A meu ver, este ponto é crucial e fico com a impressão de que deverias voltar a pensar sobre ele. E digo isto não apenas porque me parece insatisfatória a tua resposta, mas porque as minhas piores expectativas foram ultrapassadas pela tua mensagem ao Tilleul. Aí escreves:
Citação:«Quanto às consultas de aconselhamento nada tenho contra, desde que não se tornem mini-julgamentos à porta fechada.
Espero que as equipas técnicas envolvidas sejam formadas por profissionais cujo humanismo ultrapasse a frieza do dever a cumprir, e capazes de respeitar o facto de algumas mulheres já saberem muito bem o que pretendem quando se apresentam na consulta. Quero com isto dizer que não aceito fórmulas do tipo "é pegar ao largar que a lista é longa" nem do tipo "pense bem, pois vai matar um ser humano".
Mais que isto não posso falar pois a lei ainda terá de ser aprovada e regulamentada.
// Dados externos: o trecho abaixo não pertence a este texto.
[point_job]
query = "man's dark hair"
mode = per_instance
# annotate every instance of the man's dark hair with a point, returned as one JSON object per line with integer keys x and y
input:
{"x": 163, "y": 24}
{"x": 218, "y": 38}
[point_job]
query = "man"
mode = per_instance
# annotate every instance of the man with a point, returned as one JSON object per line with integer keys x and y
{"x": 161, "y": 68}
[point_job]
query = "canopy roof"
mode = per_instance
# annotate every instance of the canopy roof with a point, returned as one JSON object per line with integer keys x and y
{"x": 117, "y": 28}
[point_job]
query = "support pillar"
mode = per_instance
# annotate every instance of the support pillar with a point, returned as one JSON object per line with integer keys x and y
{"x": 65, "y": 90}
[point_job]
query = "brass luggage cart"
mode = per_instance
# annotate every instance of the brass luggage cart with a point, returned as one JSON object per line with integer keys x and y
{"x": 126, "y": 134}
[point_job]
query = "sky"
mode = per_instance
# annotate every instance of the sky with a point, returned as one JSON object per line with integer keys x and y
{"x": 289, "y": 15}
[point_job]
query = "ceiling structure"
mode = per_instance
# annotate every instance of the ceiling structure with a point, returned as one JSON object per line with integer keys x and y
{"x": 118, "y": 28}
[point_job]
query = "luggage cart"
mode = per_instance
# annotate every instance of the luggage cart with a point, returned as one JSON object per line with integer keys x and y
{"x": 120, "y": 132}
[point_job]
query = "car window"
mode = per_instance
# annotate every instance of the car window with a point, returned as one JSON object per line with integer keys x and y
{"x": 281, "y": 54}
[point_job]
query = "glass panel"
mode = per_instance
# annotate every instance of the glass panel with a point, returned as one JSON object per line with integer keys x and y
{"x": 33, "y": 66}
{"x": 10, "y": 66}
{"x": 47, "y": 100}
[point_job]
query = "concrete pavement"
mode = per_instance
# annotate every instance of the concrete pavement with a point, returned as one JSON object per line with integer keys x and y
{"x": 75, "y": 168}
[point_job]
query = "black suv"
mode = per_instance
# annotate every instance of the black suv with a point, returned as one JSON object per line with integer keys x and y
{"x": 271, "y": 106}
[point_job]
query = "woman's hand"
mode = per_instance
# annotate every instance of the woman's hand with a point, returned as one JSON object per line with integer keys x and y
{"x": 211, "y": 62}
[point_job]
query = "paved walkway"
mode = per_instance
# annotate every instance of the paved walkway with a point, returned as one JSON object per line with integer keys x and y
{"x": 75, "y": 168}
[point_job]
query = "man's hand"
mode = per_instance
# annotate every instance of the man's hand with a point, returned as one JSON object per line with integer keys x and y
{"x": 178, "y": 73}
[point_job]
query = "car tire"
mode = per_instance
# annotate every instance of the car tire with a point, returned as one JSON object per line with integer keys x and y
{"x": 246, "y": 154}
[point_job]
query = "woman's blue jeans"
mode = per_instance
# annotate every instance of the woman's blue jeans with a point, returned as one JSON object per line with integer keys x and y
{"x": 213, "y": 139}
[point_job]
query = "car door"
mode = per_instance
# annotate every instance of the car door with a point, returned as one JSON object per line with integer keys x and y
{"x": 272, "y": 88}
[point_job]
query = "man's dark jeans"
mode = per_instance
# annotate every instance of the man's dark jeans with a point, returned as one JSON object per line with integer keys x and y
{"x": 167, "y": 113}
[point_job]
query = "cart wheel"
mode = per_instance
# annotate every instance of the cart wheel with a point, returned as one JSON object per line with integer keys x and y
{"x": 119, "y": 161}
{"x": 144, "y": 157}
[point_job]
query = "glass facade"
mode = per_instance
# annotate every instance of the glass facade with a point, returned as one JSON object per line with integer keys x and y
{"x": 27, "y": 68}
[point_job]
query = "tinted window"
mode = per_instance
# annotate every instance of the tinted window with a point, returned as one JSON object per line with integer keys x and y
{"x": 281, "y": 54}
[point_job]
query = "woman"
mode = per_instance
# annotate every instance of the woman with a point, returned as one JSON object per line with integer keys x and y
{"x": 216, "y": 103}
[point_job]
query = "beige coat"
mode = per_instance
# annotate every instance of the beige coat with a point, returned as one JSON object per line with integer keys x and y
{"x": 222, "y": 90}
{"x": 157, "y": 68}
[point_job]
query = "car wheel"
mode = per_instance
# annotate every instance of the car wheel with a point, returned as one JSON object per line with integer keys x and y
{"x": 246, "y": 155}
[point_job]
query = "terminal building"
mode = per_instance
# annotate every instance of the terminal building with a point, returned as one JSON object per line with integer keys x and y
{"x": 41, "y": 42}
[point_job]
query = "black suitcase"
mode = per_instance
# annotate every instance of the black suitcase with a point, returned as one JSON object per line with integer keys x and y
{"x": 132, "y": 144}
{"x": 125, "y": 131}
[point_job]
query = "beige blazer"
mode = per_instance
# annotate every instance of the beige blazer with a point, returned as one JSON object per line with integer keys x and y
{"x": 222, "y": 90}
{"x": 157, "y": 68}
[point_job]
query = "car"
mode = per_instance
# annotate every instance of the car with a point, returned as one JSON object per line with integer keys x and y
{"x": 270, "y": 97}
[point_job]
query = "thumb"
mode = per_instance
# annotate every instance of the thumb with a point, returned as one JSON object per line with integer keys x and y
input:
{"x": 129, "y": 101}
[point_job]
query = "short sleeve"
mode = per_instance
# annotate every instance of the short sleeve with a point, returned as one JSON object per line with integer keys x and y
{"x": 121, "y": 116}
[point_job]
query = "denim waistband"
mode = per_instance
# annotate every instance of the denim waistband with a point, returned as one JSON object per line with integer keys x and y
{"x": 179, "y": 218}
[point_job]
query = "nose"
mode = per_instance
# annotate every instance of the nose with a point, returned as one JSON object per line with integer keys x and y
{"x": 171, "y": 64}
Considero imprudente avaliar uma lei que ainda não saiu com base no que um qualquer político diz perante uma plateia de militantes no rescaldo de uma votação.»
Devo dizer que, embora julgue perceber o que dizes, fico espantado com os termos usados. Talvez te possas explicar melhor depois desta interpelação.
- Esperas que «as equipas técnicas envolvidas sejam formadas por profissionais cujo humanismo ultrapasse a frieza do dever a cumprir, e capazes de respeitar o facto de algumas mulheres já saberem muito bem o que pretendem quando se apresentam na consulta». Pergunto: uma mulher que decide abortar está isenta «do dever a cumprir»?
- Dizes: «[…] não aceito fórmulas do tipo "é pegar ao largar que a lista é longa" nem do tipo "pense bem, pois vai matar um ser humano"». Por que razão é inaceitável dizer a alguém que quer abortar que «pense bem»? Por que razão é inaceitável lembrar-lhe que no aborto se aborta (mata) um ser humano? O facto de «algumas (sic) mulheres já saberem muito bem o que pretendem quando se apresentam na consulta» não deve fazer esquecer algo muito importante: muitas não sabem ainda muito bem o que fazer e de entre as que «sabem», muitas estão terrivelmente condicionadas na sua capacidade de discernir.
Mesmo de um acérrimo defensor do aborto eu esperaria um «discurso limpo», diplomático, do género: propomos consultas que ajudem as mulheres a aferir a maturidade da sua decisão, informá-las dos riscos envolvidos, de possíveis alternativas, etc… Mas não: um mero «pro forma» justificador.
5. Concluindo, fico com a forte impressão de que se apela a conceitos «bonitos», como o de dignidade, mas depois vemos que não estão devidamente fundamentados. Aliás, os mesmos conceitos acabam por ser empobrecidos. Pior, fica a impressão de que o desejável é não pensar muito e evitar o convite a que se «pense bem».
Em suma:
sem pensar,
sem demora,
sem dor,
sem custos,
sem culpabilidade.
Nota: com isto não digo que é exactamente assim que pensas. Seria excessivo! Apenas tiro algumas consequências do que escreves. E a conversa continua. Temos sempre a possibilidade de clarificar, rectificar, aprofundar. Pode ser proveitoso para todos averiguar com serenidade as razões aquém dos «slogans».